# A- PLAN Champions!



## KING (Jul 10, 2002)

:clap: :thumbsup: Just sorted my insurance through A-plan with the help of Matt , beat A flux by nearly £400 and other companies by £700:chairshot !!!

Got in at £1100 fully comp R33 GTR with stage one mods 4 years no claims and 5 points with sp50.
One well known name assured me that there is no way that i will get my insurance below £1800 that he quoted me:blahblah: :blahblah: .

thanks again to A PLAN.


----------



## GTRSTILL (Jul 27, 2006)

I dont know why people rave about A-PLAN, I have always found their quotes to be highly un-competetive... 

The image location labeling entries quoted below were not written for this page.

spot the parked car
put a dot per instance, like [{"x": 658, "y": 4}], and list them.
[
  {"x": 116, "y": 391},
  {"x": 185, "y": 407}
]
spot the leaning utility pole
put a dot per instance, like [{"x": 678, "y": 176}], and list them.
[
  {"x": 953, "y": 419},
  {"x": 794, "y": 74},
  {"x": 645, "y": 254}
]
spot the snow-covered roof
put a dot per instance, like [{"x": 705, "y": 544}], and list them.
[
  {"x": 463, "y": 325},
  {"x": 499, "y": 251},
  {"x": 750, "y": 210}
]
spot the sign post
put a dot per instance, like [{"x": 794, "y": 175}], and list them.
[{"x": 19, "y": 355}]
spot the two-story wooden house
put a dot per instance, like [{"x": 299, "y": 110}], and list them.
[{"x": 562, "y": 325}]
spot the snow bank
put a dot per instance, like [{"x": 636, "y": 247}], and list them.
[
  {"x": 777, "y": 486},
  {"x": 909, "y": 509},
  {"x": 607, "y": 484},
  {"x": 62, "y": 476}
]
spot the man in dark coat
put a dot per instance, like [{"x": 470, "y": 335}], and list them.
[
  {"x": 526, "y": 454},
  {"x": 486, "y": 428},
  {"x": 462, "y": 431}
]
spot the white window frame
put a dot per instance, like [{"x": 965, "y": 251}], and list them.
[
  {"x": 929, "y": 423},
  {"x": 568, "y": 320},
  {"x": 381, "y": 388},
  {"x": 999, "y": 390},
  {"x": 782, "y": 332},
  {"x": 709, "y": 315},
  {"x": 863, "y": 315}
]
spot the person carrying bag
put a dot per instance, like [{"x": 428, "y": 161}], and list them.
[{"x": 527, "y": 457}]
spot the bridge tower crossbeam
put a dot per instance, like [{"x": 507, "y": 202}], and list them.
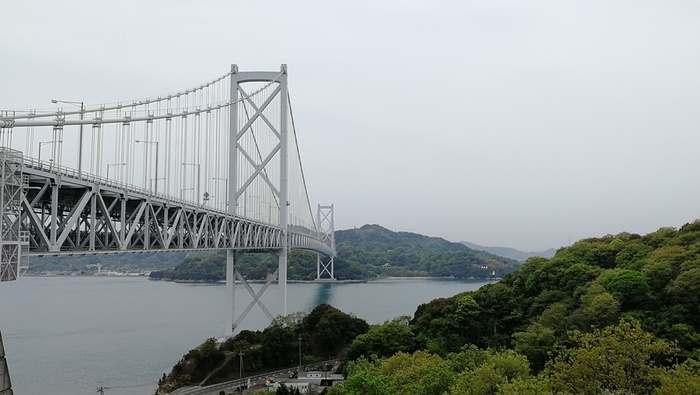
[{"x": 325, "y": 265}]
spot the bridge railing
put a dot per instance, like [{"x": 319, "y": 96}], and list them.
[{"x": 50, "y": 167}]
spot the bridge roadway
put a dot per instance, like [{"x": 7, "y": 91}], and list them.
[
  {"x": 70, "y": 214},
  {"x": 232, "y": 385}
]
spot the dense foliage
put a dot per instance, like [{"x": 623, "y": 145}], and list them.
[
  {"x": 363, "y": 253},
  {"x": 325, "y": 331},
  {"x": 617, "y": 314}
]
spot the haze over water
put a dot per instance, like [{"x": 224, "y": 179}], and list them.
[{"x": 69, "y": 335}]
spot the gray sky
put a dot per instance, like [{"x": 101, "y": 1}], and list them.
[{"x": 527, "y": 124}]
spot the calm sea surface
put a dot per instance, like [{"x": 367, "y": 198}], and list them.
[{"x": 70, "y": 335}]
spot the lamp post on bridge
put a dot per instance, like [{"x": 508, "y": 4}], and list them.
[
  {"x": 198, "y": 174},
  {"x": 47, "y": 142},
  {"x": 299, "y": 371},
  {"x": 80, "y": 143},
  {"x": 240, "y": 367},
  {"x": 113, "y": 164},
  {"x": 156, "y": 144}
]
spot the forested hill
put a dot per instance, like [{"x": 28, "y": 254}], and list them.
[
  {"x": 363, "y": 253},
  {"x": 402, "y": 253},
  {"x": 619, "y": 314}
]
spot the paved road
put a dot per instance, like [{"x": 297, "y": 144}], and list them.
[{"x": 232, "y": 385}]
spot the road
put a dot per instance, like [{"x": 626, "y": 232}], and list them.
[{"x": 232, "y": 385}]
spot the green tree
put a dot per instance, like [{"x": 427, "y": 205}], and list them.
[
  {"x": 498, "y": 369},
  {"x": 682, "y": 379},
  {"x": 420, "y": 373},
  {"x": 535, "y": 343},
  {"x": 622, "y": 358},
  {"x": 384, "y": 340},
  {"x": 364, "y": 378}
]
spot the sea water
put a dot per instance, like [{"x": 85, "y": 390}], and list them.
[{"x": 71, "y": 335}]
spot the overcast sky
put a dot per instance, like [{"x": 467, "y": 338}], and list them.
[{"x": 527, "y": 124}]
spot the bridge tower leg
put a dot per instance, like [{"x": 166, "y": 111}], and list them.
[
  {"x": 248, "y": 171},
  {"x": 326, "y": 229},
  {"x": 14, "y": 243}
]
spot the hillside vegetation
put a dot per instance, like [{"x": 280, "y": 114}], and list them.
[
  {"x": 363, "y": 253},
  {"x": 612, "y": 315},
  {"x": 325, "y": 331},
  {"x": 617, "y": 314}
]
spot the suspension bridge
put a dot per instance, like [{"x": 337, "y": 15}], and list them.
[{"x": 213, "y": 167}]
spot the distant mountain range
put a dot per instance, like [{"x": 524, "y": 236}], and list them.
[{"x": 511, "y": 253}]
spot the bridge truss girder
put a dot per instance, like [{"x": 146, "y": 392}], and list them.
[{"x": 65, "y": 215}]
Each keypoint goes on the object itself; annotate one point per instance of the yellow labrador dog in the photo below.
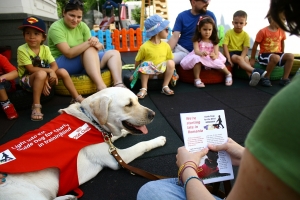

Lloyds has been and still is way cheaper for me. Way way cheaper. Have had my business for the last 4 years and none of this silly negotiation nonsense every year at renewal. They simply just get better and better price wise.


----------



## Hi5 (Aug 31, 2005)

£600 FC with all mods declared for me w/ A-Plan, im 27 with 5 yr NCB. Flux and the like couldnt beat it.


----------



## MacGTR (Dec 31, 2006)

Hi5 said:


> £600 FC with all mods declared for me w/ A-Plan, im 27 with 5 yr NCB. Flux and the like couldnt beat it.


What car have you got?

Don't worry, i just looked on your profile.


----------



## SEGTR (Nov 12, 2005)

A-Plan quoted me £755 FC protected NCB
9 years NCB

Adrian flux wanted £1503 !!!


----------



## pupsi (Aug 29, 2006)

I paid Aon 579.00 F.C. on a modern day classic car policy, limited to 4000 miles a year, didn't need to use my N.C.B, thats for a stage 1 R33 GTR.


----------



## murano3 (Mar 23, 2005)

A-plan £593 Fully Comp Covered full Stage 1. 6000 miles a year with my 27 year old girlfriend on the policy. Hurrah, and to top it off we managed to insure my girlfriends VW Golf 16v Gti for £346 with them too - that was £150 cheaper than anyone else. Big thumbs up to A-plan from me. I tried the other companies, as soon as I mentioned my girlfriend as a named driver they sucked their teeth .....


----------